EXPLORACIÓN PSICOPATOLÓGICA
Cuando fue valorado, refería alucinaciones auditivas continuas desde la adolescencia (voces que le comentaban sus acciones o le daban órdenes; también sentía que los demás podían oír su pensamiento). Tenía la sensación de que las personas con las que se cruzaba por la calle hablaban de él (autorreferencialidad) y presentaba sentimientos de tristeza y pensamientos de tinte depresivo. Dichos fenómenos estaban interfiriendo notablemente en su trabajo diario y en su calidad de vida, pero el paciente no los había comentado hasta la fecha. Refería que los intentos autolíticos respondían en ocasiones a un intento de dejar de sufrir y en otras ocasiones a obedecer a las voces. Reconocía consumo diario de cannabis.

EXPLORACIÓN FÍSICA
Inicialmente se realizó una exploración física completa, un TAC craneal y analítica general con resultados normales y una analítica de orina con resultados para consumo de tóxicos negativo. Por todo ello, se descartó un origen orgánico de la clínica que presentaba el paciente.

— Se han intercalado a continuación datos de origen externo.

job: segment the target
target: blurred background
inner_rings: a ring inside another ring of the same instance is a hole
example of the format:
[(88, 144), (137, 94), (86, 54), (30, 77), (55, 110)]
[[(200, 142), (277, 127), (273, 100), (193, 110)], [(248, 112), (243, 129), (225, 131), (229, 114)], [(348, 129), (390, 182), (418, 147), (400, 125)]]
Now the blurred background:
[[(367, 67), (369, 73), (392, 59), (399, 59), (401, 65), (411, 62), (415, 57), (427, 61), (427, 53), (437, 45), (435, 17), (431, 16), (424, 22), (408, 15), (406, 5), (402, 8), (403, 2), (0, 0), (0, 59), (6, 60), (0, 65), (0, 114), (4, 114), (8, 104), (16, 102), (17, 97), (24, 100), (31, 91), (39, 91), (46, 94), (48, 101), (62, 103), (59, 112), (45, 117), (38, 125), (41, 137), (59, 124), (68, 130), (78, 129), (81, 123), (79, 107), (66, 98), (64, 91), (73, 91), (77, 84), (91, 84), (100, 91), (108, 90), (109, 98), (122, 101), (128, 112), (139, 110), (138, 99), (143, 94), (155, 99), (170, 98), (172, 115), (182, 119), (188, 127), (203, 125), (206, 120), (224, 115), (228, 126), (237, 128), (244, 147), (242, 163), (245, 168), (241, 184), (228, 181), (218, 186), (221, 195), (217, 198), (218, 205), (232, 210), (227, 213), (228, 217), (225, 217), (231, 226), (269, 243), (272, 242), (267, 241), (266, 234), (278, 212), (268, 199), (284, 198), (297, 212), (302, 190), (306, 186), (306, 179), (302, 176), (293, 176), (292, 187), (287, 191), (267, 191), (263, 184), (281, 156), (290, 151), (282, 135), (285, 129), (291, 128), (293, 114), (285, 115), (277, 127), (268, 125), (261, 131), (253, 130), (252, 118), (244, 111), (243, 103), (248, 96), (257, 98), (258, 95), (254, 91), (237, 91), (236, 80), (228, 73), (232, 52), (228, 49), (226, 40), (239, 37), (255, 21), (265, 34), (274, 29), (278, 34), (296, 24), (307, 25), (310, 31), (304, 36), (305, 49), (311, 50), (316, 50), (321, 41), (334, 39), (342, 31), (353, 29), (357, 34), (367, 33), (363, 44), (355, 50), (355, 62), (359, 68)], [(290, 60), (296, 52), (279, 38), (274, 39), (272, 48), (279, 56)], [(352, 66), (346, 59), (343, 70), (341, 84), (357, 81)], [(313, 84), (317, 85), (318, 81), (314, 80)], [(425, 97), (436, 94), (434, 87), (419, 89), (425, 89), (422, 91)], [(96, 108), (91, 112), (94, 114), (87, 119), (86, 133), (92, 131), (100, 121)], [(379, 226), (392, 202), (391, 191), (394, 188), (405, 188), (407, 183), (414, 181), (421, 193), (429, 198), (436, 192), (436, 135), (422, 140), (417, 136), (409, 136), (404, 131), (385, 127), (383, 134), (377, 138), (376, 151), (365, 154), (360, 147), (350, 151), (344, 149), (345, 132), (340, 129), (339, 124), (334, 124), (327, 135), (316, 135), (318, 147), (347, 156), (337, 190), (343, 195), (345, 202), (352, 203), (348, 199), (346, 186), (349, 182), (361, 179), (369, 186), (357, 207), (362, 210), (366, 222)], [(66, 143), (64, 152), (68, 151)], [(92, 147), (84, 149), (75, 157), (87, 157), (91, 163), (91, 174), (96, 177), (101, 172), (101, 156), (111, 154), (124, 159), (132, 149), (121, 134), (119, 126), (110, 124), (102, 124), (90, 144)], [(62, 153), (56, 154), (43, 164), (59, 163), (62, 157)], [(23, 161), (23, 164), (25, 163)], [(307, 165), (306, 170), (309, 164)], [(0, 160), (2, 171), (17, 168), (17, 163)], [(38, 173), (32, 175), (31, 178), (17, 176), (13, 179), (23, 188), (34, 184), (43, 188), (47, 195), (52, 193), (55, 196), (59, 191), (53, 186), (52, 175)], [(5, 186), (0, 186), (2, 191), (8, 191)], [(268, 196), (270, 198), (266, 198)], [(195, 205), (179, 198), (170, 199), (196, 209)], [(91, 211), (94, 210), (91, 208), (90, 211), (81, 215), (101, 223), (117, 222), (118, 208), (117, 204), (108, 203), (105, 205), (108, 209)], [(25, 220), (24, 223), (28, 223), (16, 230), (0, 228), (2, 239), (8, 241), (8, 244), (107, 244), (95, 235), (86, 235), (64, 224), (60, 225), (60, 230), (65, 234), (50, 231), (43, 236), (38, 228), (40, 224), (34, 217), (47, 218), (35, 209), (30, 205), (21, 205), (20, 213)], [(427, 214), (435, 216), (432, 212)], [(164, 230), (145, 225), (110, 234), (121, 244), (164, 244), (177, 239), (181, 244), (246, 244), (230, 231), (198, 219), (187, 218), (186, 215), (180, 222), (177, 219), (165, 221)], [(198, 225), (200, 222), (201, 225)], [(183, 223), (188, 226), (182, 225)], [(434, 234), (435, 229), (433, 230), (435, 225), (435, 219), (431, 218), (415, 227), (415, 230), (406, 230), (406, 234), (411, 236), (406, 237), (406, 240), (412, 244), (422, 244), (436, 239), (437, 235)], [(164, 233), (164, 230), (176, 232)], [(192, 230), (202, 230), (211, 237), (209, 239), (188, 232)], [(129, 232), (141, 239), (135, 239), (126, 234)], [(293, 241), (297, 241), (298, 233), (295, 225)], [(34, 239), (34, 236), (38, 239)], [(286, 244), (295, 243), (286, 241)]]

EXPLORACIONES COMPLEMENTARIAS
A lo largo de la evolución, se han seguido realizando exploraciones físicas rutinarias para descartar efectos secundarios comunes de la medicación antipsicótica, incluyendo pesar al paciente y calcular su IMC. También se han realizado analíticas de sangre para descartar alteraciones metabólicas y una posible agranulocitosis secundaria a la clozapina. Además, se realizan controles periódicos de la litemia, para asegurarse que se encuentra en rango de mantenimiento.

DIAGNÓSTICO
En el diagnóstico diferencial de un cuadro psicótico de años de evolución con deterioro del funcionamiento del paciente y alteraciones del curso del pensamiento, estaría contemplado el diagnóstico de esquizofrenia (F20 según la CIE 10). Cuando además, como en el presente caso, existen periodos en los que el paciente no experimenta clínica psicótica pero sí presenta cuadros afectivos estructurados, está indicado realizar el diagnóstico de F55. trastorno esquizoafectivo.

TRATAMIENTO
El último ingreso data del año 2013. Desde entonces, el paciente se encuentra en tratamiento farmacológico con clozapina, carbonato de litio y venlafaxina, realizándosele pequeños ajustes de las dosis de medicación según su estado en las consultas, pero encontrándose en general más estable. Por ello, se ha iniciado tratamiento psicoterapéutico orientado a conseguir una mayor activación conductual y conciencia de enfermedad y a mejorar la funcionalidad del paciente. Aunque sigue presentando periodos en los que se reagudiza clínica psicótica positiva, fundamentalmente relacionados con situaciones de mayor estrés, el paciente es capaz de manejarlos mejor y le generan menos repercusión vivencial. En las últimas consultas apenas se han realizado modificaciones del tratamiento y el paciente se encuentra más estable y activo en su día a día, más satisfecho con su estilo de vida actual.